|Snaelda fish #1|
With the water falling and clearing, I thought today would be an ideal day to go. I dropped off the little guy at mom's work and got to the river with just under three hours before sunset. I usually like to have a little more time to work with, but I felt lucky to even go at all today.
Pool #1...no fish showed and nothing moved for my standard flies and presentations. I moved quickly and thoroughly, but didn't move a fish. It was a bit frustrating, but you can't make the salmon react if they don't want to.
Pool #2...I thought I'd finish the evening here. It's a popular pool, but I'm not used to seeing it that crowded on a weekday. The spin fishermen occupied their normal spots in the slow water. One fly fisherman planted himself 3/4 of the way down the run and never moved. Further frustration ensued...please refer to several previous posts where I stress the importance of mobility. I fished as far as I could go and headed back to the top of the run only to get low holed by another fly angler (click for definition). Given that a decently function rotation has seemed to establish itself at this pool over the past few seasons, tonight was disappointing, though not surprising. Well, that was enough for me. Getting pinned into one spot while fishing for non-migratory salmon does not interest me.
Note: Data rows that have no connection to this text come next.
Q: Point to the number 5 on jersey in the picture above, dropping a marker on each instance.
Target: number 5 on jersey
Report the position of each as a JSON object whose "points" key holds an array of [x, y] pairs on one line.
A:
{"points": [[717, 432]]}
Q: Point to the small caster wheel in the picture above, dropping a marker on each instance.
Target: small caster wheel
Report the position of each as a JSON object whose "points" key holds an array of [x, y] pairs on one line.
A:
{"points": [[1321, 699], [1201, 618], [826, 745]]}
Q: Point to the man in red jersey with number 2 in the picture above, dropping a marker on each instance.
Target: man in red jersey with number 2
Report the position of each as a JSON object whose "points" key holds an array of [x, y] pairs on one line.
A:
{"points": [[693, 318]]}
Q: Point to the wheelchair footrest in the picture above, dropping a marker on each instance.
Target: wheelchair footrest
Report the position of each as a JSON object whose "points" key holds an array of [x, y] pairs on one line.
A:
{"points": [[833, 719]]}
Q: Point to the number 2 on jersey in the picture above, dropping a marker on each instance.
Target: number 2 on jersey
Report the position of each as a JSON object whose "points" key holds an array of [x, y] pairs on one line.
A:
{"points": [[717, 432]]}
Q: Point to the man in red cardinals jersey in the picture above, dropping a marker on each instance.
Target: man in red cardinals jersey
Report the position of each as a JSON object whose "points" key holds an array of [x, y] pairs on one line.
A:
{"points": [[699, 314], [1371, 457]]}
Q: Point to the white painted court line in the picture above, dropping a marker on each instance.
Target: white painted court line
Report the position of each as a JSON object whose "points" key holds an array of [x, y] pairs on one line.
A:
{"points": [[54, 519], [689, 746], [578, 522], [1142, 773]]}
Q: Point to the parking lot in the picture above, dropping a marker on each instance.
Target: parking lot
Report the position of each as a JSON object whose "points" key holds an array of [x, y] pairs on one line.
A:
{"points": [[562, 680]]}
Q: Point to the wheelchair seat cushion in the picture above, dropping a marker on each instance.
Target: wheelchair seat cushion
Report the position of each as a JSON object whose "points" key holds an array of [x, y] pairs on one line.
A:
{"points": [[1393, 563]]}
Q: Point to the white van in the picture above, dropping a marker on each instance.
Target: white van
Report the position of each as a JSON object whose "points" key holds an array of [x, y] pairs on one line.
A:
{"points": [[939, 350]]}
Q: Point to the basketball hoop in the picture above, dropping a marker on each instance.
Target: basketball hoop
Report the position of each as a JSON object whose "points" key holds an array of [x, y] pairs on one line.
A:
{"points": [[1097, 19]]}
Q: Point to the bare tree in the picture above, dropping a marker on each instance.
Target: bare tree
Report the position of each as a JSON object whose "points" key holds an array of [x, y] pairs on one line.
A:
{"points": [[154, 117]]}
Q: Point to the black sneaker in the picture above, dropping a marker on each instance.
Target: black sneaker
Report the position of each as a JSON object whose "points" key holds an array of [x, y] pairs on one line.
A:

Quickly back to Pool #1...which I ended up having to myself save for a few spectators. I tried a Red Butt, but no dice. Fish still weren't showing, which is rare for this pool. The air temperature was a good bit cooler than the water temperature and that can make salmon fussy. With time running out, I decided to get in their faces a bit. I don't normally fish this way until later in the fall, but watching Henrik Mortensen fish a Red Francis to reluctant salmon on his DVDs made my gears turn a bit. The Francis isn't one of my "confidence flies," but the German Snaelda is. I tried a Snaelda (.75" copper tube) I had just tied, substituting arctic fox for bucktail in the rear of the fly.
Fishing deeper and more slowly paid off within a few minutes. The fish pictured above came to hand after several jumps and a couple modest runs. After releasing the fish, I went back to it and hooked another, more spirited fish within ten minutes or so. The second fish was a leaper and a runner. My reel was screaming and I had to run downstream after it. I didn't realize how far it ran until it jumped further away than I expected it to be. That definitely increased my sense of urgency. I fought this fish for a few minutes before the hooked pulled loose. Oh well, I'll take 1 for 2 just about any day, especially given how this evening started.
The second salmon made me realize my Vision 9' 6wt. rod is not totally up for this job. It was fine with all the salmon I hooked this season prior to this one. Who knows, that might have been my toughest scrap of the season, but I'd prefer a bit more ammo in case I tie into another hot fish. Like I said, hook enough early season salmon and you'll get some that fight pretty damn hard. I know it's sounds hard to believe, but it's true. Anyhow, I think it's time to go back to the Sage Z-Axis 11' 6 wt. switch rod and the Sage Graphite II 9' 7wt. single hander (ol' faithful).
Remember, keep moving and always enter a pool or a run above the rest of the anglers!